Original Paper: https://arxiv.org/abs/2312.14197
By: Jingwei Yi, Yueqi Xie, Bin Zhu, Emre Kiciman, Guangzhong Sun, Xing Xie, Fangzhao Wu
Abstract:
The integration of large language models (LLMs) with external content has enabled more up-to-date and wide-ranging applications of LLMs, such as Microsoft Copilot. However, this integration has also exposed LLMs to the risk of indirect prompt injection attacks, where an attacker can embed malicious instructions within external content, compromising LLM output and causing responses to deviate from user expectations. To investigate this important but underexplored issue, we introduce the first benchmark for indirect prompt injection attacks, named BIPIA, to evaluate the risk of such attacks. Based on the evaluation, our work makes a key analysis of the underlying reason for the success of the attack, namely the inability of LLMs to distinguish between instructions and external content and the absence of LLMs' awareness to not execute instructions within external content. Building upon this analysis, we develop two black-box methods based on prompt learning and a white-box defense method based on fine-tuning with adversarial training accordingly. Experimental results demonstrate that black-box defenses are highly effective in mitigating these attacks, while the white-box defense reduces the attack success rate to near-zero levels. Overall, our work systematically investigates indirect prompt injection attacks by introducing a benchmark, analyzing the underlying reason for the success of the attack, and developing an initial set of defenses.
As artificial intelligence (AI) continues to grow, large language models (LLMs) are becoming increasingly central in various applications like email responses and code generation.

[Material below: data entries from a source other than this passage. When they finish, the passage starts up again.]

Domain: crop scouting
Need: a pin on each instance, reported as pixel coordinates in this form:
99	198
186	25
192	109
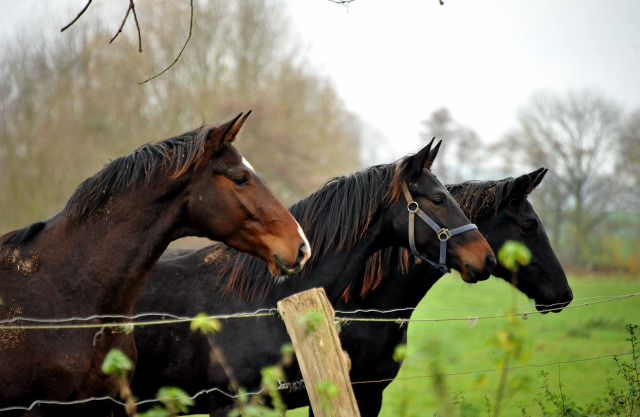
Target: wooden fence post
309	318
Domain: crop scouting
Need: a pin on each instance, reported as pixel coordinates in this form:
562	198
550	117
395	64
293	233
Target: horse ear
420	160
226	132
432	154
524	184
234	128
537	177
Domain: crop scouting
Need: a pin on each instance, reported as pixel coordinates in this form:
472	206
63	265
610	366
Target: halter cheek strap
443	234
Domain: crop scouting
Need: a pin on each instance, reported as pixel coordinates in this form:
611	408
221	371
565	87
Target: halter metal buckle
444	235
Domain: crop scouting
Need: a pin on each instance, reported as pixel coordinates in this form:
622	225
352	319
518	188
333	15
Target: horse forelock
174	156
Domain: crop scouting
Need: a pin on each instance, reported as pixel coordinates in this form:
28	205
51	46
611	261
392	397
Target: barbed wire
259	392
168	318
38	403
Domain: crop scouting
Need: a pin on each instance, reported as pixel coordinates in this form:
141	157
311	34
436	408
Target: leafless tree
461	154
69	105
575	136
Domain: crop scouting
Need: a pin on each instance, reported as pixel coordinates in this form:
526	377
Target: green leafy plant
116	362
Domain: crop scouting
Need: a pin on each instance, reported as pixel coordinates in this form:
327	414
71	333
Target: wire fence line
284	385
341	316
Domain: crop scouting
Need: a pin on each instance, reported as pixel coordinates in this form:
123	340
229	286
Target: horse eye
529	226
241	181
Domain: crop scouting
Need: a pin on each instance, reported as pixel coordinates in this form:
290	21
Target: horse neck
116	248
397	290
336	270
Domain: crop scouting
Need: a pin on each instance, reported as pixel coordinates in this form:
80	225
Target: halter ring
444	235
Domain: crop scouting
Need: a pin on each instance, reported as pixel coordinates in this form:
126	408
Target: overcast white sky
396	61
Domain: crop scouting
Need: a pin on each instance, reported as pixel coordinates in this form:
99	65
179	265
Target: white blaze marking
304	237
244	161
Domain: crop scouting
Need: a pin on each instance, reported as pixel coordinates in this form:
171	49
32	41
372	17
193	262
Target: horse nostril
490	262
303	253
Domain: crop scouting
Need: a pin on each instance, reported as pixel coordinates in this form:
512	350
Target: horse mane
335	218
475	198
21	236
174	155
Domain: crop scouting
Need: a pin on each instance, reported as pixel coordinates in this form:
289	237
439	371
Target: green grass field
464	354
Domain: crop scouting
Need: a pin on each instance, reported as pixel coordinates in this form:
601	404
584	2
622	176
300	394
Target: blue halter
443	234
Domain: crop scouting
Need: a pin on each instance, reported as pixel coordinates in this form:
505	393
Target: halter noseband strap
443	234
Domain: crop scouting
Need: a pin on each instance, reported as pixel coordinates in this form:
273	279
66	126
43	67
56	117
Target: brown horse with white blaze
91	260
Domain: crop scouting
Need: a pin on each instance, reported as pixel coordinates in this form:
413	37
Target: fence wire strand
341	316
254	393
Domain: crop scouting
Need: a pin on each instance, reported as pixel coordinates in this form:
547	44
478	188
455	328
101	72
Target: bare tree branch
179	54
86	6
131	8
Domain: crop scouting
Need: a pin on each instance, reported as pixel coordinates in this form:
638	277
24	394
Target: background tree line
590	199
69	104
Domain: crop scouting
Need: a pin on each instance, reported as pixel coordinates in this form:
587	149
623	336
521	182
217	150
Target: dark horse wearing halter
347	221
91	260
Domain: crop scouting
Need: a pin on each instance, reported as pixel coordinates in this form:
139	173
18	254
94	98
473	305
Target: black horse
392	280
348	220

Yet, their integration with external content exposes them to new security threats, notably indirect prompt injection attacks. This blog post explores these attacks, their impact on LLMs, and presents effective defense strategies, based on insights from Jingwei Yi et al.'s recent research.
Indirect prompt injection attacks subtly embed malicious commands in external content that LLMs might use, aiming to manipulate the model's outputs.
Unlike direct attacks that tamper with input directly, these indirect methods are stealthier, potentially leading to misinformation spread or content filter bypass.